On top of the BERTScope is a special instrument switch that can initiate the LFPS signaling required to toggle the DUT and put it into loopback mode.  It is shown side-on in the image above, so I took a better photo in the image below.  LFPS is tough for a BERTScope to generate since it is low frequency, so this box generates the LFPS and then switches to allow the BERTScope to communicate with its 5GB signal.


In this picture, we were debugging a DUT and trying to cycle through various test patterns.  Jit Lim from Tektronix (see his blog here Jit Lim - The Scope Guru ) is firing off the LFPS signals.


The other really cool thing that the BERTScope can do is called margin testing.  The AWG can play out the proper waveform with the prescribed jitter, but the BERTScope can easily adjust the jitter up until the device breaks and stops properly transmitting.  The blue area below shows the required performance, and the vertical Y-Axis is a log scale of jitter as a percentage of the unit-interval (UI).  The x-axis is jitter frequency.  The BERTScope tests each jitter frequency at increasing levels (shown by the green dots) until the device stops responding (shown by the black dots and the black line.  This vendor's device is superb and well exceeds the specification for jitter tolerance.

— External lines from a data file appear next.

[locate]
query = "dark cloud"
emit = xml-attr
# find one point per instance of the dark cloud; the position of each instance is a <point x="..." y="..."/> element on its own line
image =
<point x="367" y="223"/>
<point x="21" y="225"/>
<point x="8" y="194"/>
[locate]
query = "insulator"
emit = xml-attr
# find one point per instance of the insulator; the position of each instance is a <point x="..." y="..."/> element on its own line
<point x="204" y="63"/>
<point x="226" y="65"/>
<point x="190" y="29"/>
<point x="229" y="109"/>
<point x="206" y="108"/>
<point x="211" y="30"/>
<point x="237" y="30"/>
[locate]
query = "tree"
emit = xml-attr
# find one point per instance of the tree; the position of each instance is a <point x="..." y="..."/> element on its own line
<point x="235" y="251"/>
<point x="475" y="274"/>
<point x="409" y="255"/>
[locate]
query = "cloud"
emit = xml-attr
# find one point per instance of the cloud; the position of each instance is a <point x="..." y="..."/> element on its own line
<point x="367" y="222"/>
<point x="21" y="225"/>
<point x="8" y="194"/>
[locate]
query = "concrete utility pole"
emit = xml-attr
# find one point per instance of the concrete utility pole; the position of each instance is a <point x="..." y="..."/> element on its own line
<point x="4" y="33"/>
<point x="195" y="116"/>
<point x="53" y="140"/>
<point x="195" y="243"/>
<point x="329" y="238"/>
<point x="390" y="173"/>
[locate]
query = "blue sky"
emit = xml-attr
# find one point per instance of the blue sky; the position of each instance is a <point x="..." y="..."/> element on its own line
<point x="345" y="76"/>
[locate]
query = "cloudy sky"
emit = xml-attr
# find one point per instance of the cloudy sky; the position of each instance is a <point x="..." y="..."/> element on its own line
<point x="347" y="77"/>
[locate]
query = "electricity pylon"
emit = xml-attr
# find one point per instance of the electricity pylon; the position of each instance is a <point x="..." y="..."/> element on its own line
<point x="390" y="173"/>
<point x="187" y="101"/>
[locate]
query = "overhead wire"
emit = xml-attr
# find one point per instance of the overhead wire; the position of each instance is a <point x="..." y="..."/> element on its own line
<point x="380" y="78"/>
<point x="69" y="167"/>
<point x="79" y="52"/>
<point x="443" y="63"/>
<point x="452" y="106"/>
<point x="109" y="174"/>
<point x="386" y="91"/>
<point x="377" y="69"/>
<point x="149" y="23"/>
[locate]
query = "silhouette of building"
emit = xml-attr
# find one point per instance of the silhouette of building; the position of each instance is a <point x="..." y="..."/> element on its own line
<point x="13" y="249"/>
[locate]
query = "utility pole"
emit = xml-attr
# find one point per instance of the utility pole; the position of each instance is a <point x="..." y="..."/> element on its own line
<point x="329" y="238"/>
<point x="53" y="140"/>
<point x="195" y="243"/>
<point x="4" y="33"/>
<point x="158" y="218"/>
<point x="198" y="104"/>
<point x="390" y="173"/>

Both the AWG/Oscilloscope and BERTScope/Oscilloscope did a nice job of testing the devices, but for speed, ease of use, and margin testing, I definitely preferred working with the Tektronix BSA85C BERTScope   Both tools, however, gave excellent results and quick answers, verifying devices met the compliance specification.

I'm now heading back to Baltimore after a tiring couple of days, but I learned quite a bit about this new technology and hope you did as well!

1 comment:

  1. This is a nice, straighforward explanation of what it takes to test one component of USB3.0 at a plugfest. Appreciate the photos.